[llvm-bugs] [Bug 52348] New: Overlap/predicate vectorization loops/splits to reduce unaligned memory access

via llvm-bugs llvm-bugs at lists.llvm.org
Fri Oct 29 05:41:16 PDT 2021


https://bugs.llvm.org/show_bug.cgi?id=52348

            Bug ID: 52348
           Summary: Overlap/predicate vectorization loops/splits to reduce
                    unaligned memory access
           Product: libraries
           Version: trunk
          Hardware: PC
                OS: Windows NT
            Status: NEW
          Severity: enhancement
          Priority: P
         Component: Loop Optimizer
          Assignee: unassignedbugs at nondot.org
          Reporter: llvm-dev at redking.me.uk
                CC: a.bataev at hotmail.com, florian_hahn at apple.com,
                    lebedev.ri at gmail.com, llvm-bugs at lists.llvm.org,
                    pengfei.wang at intel.com, peter at cordes.ca,
                    spatel+llvm at rotateright.com

Pulled out of https://reviews.llvm.org/D111029 where we were discussing full
512-bit vectorization on x86 CPUs that should benefit from it, in particular
when predicate instructions are available:

-------

Also forgot to mention, 64-byte vectors are more sensitive to alignment, even
when data isn't hot in L1d cache. e.g. loops over data coming from DRAM or
maybe L3 are about 15% to 20% slower with misaligned loads IIRC, vs. only a
couple % for AVX2. At least this was the case on Skylake-SP; IDK about client
chips with AVX-512.

So the usual optimistic strategy of using unaligned loads but not spending any
extra instructions to reach an alignment boundary might not be the best choice
for some loops with 512-bit vectors.

Going scalar until an alignment boundary is pretty terrible, especially for
"vertical" operations like a[i] *= 3.0 or something that means it's ok to
process the same element twice, as long as any reads are before any potentially
overlapping stores. e.g.

    load a first vector
    round the pointer up to the next alignment boundary with add reg, 64 / and
reg, -64
    load the first-iteration loop vector (peeled from first iteration)
    store the first (unaligned) vector
    enter a loop that ends on a pointer-compare condition.
    cleanup that starts with the final aligned vector loaded and processed but
not stored yet

If the array already was aligned, there's no overlap.
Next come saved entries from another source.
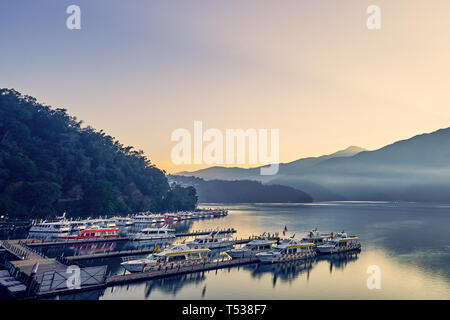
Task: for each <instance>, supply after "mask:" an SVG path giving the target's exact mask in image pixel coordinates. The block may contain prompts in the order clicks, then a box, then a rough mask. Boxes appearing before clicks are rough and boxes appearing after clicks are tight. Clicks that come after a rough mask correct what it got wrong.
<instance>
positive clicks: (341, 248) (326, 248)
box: [317, 231, 361, 253]
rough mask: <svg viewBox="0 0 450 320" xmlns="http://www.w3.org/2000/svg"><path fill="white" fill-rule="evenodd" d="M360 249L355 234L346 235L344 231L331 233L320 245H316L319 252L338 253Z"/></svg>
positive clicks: (322, 252)
mask: <svg viewBox="0 0 450 320" xmlns="http://www.w3.org/2000/svg"><path fill="white" fill-rule="evenodd" d="M359 249H361V243H360V242H359V238H358V237H357V236H348V235H347V233H346V232H344V231H342V232H338V233H337V234H336V236H335V235H334V233H333V232H332V233H331V236H330V238H329V239H328V240H327V241H326V242H325V243H324V244H322V245H318V246H317V250H318V251H319V253H339V252H346V251H351V250H359Z"/></svg>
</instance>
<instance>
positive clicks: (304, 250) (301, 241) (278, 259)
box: [256, 237, 317, 263]
mask: <svg viewBox="0 0 450 320" xmlns="http://www.w3.org/2000/svg"><path fill="white" fill-rule="evenodd" d="M314 246H315V244H314V243H312V242H302V241H300V240H298V239H295V238H294V237H292V238H288V239H284V240H283V241H282V242H281V243H280V244H279V245H277V246H275V247H274V248H273V249H272V250H270V251H266V252H261V253H258V254H256V257H257V258H258V259H259V260H260V261H261V262H269V263H275V262H284V261H295V260H303V259H308V258H311V257H315V256H316V254H317V253H316V251H315V250H314Z"/></svg>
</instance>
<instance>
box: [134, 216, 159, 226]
mask: <svg viewBox="0 0 450 320" xmlns="http://www.w3.org/2000/svg"><path fill="white" fill-rule="evenodd" d="M164 221H165V219H164V216H162V215H156V214H138V215H135V216H134V217H133V222H134V223H136V224H152V223H163V222H164Z"/></svg>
For short arrays, AVX-512
masking can be used to avoid reading or writing past the end, generating masks
on the fly with shlx or shrx.

Anyway, this is obviously much better than going scalar until an alignment
boundary, in loops where we can sort out aliasing sufficiently, and where
there's only one pointer to worry about so relative misalignment isn't a
factor. In many non-reductions, there are at least pointers so it may not be
possible to align both.

An efficient alignment strategy like this might help make vector width = 512
worth it for more code which doesn't take care to align its arrays. Clearly
that should be a separate feature-request / proposal if there isn't one open
for that already; IDK how hard it would be to teach LLVM (or GCC) that an
overlapping vectors strategy can be good, or if it's just something that
nobody's pointed out before.

Vector ISAs like ARM SVE and I think RISC-V's planned one have good HW support
for generating masks from pointers and stuff like that, but it can be done
manually especially in AVX-512 with mask registers.